There may be a silver lining, though. After a bad decade, stocks tend to do exceedingly well in the next decade, according to an analysis by Madison Investment Advisors of Wisconsin.
Madison looked at 11 10-year periods when the Standard & Poor’s 500 produced sub-par results — returns averaging less than 6% a year. The most recent 10-year period with complete results, 1999 through 2008, was worse than the 11 studied, with average annual returns of negative 1.38%.
Of course, it’s way too soon to know how the subsequent 10 years will be. Will hammed-down firms like Ford (Stock Quote: F) recover? Will big winners of the past like Google (Stock Quote: GOOG) and Berkshire Hathaway (Stock Quote: BRK.A) be stars again? We’ll have to stay tuned to find out.

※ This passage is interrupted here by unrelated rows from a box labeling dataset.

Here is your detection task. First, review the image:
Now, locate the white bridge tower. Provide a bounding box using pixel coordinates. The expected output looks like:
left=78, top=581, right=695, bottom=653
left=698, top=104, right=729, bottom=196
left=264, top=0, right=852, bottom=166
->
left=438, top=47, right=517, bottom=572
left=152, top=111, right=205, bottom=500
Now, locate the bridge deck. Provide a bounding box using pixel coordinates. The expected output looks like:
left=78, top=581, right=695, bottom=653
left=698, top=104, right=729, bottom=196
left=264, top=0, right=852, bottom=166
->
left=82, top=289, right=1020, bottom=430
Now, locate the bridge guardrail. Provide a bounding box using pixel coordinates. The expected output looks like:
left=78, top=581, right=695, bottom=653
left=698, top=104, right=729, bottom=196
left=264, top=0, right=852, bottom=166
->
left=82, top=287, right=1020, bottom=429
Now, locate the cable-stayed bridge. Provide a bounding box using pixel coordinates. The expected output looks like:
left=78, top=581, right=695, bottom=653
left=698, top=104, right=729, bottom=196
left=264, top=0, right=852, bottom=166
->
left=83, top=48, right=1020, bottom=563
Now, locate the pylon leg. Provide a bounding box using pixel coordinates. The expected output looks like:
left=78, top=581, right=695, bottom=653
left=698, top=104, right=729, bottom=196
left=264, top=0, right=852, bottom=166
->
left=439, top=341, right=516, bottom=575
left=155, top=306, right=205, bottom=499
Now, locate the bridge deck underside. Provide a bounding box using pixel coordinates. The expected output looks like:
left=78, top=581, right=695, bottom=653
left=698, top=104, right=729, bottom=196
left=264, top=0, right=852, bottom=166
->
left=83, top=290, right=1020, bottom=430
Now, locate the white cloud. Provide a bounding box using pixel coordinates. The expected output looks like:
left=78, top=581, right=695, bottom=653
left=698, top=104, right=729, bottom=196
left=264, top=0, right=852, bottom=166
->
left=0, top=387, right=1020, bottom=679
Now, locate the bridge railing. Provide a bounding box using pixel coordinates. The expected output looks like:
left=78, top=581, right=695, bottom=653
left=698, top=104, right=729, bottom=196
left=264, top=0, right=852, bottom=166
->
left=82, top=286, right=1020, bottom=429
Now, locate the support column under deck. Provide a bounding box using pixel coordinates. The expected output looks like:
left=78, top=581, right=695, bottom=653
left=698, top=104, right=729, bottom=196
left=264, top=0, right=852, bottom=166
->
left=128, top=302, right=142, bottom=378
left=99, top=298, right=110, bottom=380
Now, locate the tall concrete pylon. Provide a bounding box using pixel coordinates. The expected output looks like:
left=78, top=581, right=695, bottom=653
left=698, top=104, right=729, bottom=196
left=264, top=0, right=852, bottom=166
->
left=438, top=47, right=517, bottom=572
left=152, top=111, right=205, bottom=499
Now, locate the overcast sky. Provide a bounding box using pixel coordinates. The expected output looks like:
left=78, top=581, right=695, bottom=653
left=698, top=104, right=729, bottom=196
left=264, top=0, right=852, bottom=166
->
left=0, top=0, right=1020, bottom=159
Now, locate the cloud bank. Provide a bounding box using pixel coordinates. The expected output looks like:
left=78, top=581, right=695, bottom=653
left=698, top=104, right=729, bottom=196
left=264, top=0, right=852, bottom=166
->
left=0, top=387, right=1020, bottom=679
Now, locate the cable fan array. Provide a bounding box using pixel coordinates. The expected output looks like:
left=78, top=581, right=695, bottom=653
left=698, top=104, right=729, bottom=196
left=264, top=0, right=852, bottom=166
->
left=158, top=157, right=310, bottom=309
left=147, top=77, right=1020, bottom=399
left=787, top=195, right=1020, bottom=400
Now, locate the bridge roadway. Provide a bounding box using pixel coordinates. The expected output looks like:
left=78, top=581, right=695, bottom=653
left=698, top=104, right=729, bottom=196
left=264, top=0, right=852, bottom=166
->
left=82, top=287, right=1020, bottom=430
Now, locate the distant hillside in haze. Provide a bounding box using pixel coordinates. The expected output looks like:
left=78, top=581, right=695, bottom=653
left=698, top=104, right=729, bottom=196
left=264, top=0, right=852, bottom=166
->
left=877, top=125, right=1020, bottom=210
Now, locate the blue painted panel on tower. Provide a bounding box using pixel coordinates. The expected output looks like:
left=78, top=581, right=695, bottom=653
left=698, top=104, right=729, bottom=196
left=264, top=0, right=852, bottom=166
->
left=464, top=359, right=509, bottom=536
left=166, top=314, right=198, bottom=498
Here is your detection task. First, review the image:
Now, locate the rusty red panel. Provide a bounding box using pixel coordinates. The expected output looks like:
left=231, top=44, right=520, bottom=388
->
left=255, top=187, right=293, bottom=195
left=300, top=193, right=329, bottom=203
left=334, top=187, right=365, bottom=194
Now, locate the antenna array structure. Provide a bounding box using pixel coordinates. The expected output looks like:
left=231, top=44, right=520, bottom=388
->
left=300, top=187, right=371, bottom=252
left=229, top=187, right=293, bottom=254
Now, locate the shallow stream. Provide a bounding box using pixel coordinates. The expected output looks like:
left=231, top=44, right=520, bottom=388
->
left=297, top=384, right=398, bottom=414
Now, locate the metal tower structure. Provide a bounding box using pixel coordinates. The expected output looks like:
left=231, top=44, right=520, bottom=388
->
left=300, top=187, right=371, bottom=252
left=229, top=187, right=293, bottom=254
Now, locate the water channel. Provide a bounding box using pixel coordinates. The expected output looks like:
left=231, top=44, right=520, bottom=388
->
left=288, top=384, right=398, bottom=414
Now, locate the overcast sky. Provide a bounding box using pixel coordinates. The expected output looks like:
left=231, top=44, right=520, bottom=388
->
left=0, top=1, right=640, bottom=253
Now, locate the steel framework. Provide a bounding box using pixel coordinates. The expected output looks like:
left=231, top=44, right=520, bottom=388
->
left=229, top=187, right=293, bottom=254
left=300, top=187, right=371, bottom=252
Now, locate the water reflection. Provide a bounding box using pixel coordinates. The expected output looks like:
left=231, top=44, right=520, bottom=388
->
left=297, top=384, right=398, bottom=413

But previous results are encouraging. On average, the substandard decades produced gains of just 2.52% a year. But the average decade that followed saw average annual returns of 13.4%. Gains averaged 14.82% in the 20 years following each bad decade.
Even more encouraging, the rebound decades have generally been doing better and better, and in a number of cases the rebound was especially strong after decades that were especially bad.
The smallest rebound came in the 10 years beginning in 1936, when annual returns averaged 8.42%. The 1926-1935 period saw annual gains just barely bad enough to make the list, averaging 5.86% a year.
Only four of the 11 rebound periods had annual returns that failed to break into double digits, and all four of those ended before 1940. They were 10-year periods beginning in 1926, 1928, 1929 and 1930 — all obviously dominated by the Great Depression.
Not surprisingly, the boom years following the Depression and World War II saw the biggest rebound ever. Stocks gained 18.43% a year for the decade starting in 1947, after earning just 4.41% a year in the 1937-1946 period.
What will happen after the worst decade since the 1930s? Obviously, no one knows for sure, but the S&P 500 is up about 26% since the start of 2009, after losing 1.38% a year from 1999-2008. It’s up more than 60% since hitting it’s most recent low in March.
Investors, it seems, are rarely satisfied with returns on “safer” holdings like cash and bonds. When stocks emerge from a slump, often when the economy shakes off the doldrums, investors are eager to pile in, bidding stock prices up.
Since no one knows when a rebound will begin, it’s best to settle on an asset allocation strategy and stick with it through thick and thin.
The 1999-2008 period shook many investors’ confidence in stocks, and has caused many to shift money from stocks to bonds this year. But the historical record shows that stocks do recover from bad periods and go on to trounce the alternatives.